Pemerintah Kota Banjarmasin memang memberi kelonggaran bagi ASN untuk mengajukan cuti tambahan. Namun, pengajuan tersebut tidak otomatis disetujui dan harus melalui pertimbangan masing-masing SKPD.
Kepala Bagian Organisasi Setda Kota Banjarmasin, Eka Rahayu Normasari, menegaskan fleksibilitas cuti tetap dibuka, tetapi harus selektif.
“Silakan mengajukan cuti tambahan, tapi harus disesuaikan dengan kebutuhan dan kondisi di SKPD masing-masing,” ujarnya, Rabu (18/3/2026).
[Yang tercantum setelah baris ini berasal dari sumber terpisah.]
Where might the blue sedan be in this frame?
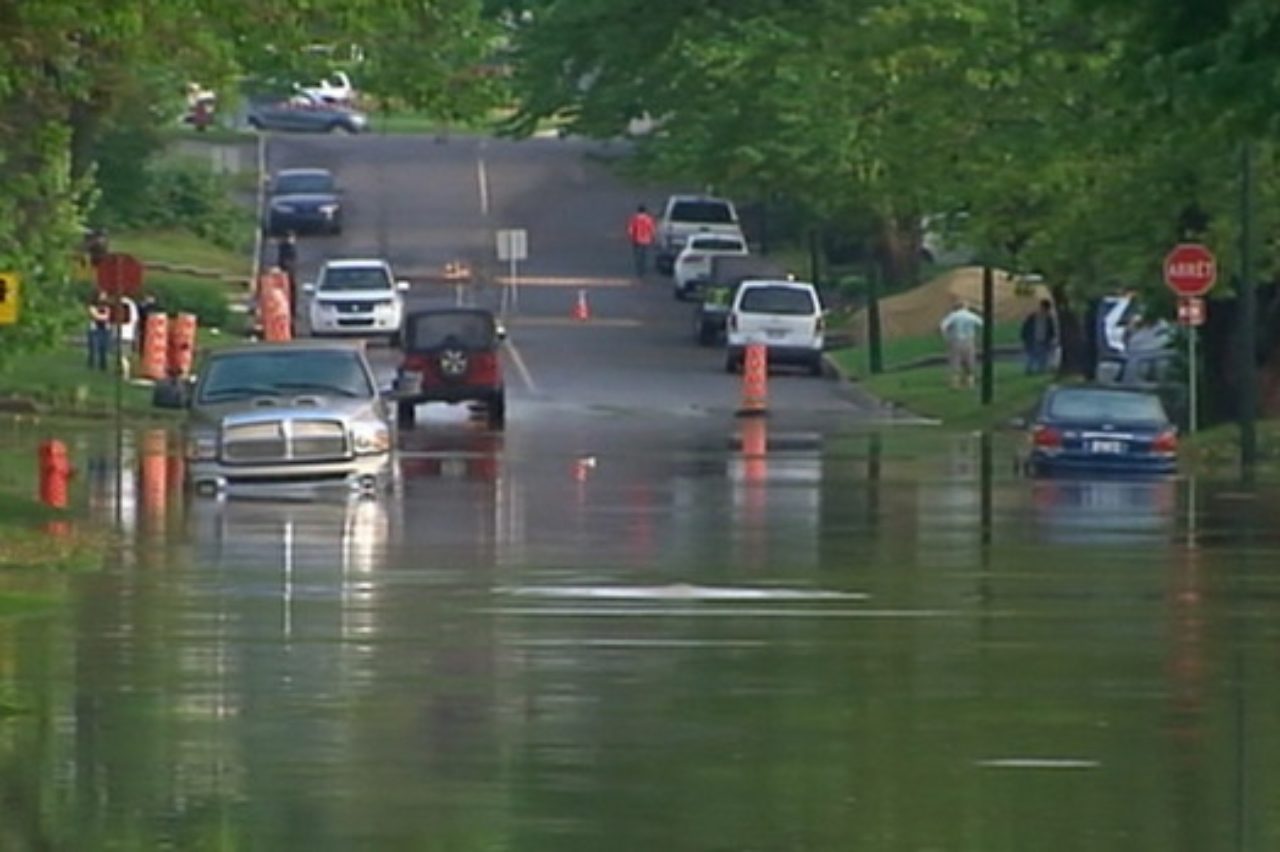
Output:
[1028,385,1178,473]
Ia mengingatkan, jangan sampai banyak pegawai mengambil cuti secara bersamaan hingga mengganggu layanan kepada masyarakat.
“Jangan sampai karena tidak ada larangan lalu semua ingin mengambil cuti. Ini tentu akan mengorbankan pelayanan publik,” tegasnya.
Pengaturan teknis diserahkan kepada pimpinan SKPD. Mereka diminta cermat mengatur komposisi pegawai agar pelayanan tetap berjalan meski sebagian ASN mengambil cuti.
Cuti tambahan pun diutamakan untuk kepentingan mendesak, seperti kondisi kesehatan atau urusan keluarga yang tidak bisa ditunda.
“Di SKPD bisa mengatur mana yang lebih prioritas. Misalnya menambah cuti karena kondisi mendesak, seperti sakit atau harus mengunjungi orang tua yang sangat jauh,” pungkas Eka.
Pemko menegaskan, meski libur panjang diberikan, pelayanan publik tetap menjadi prioritas utama dan tidak boleh ikut “cuti”.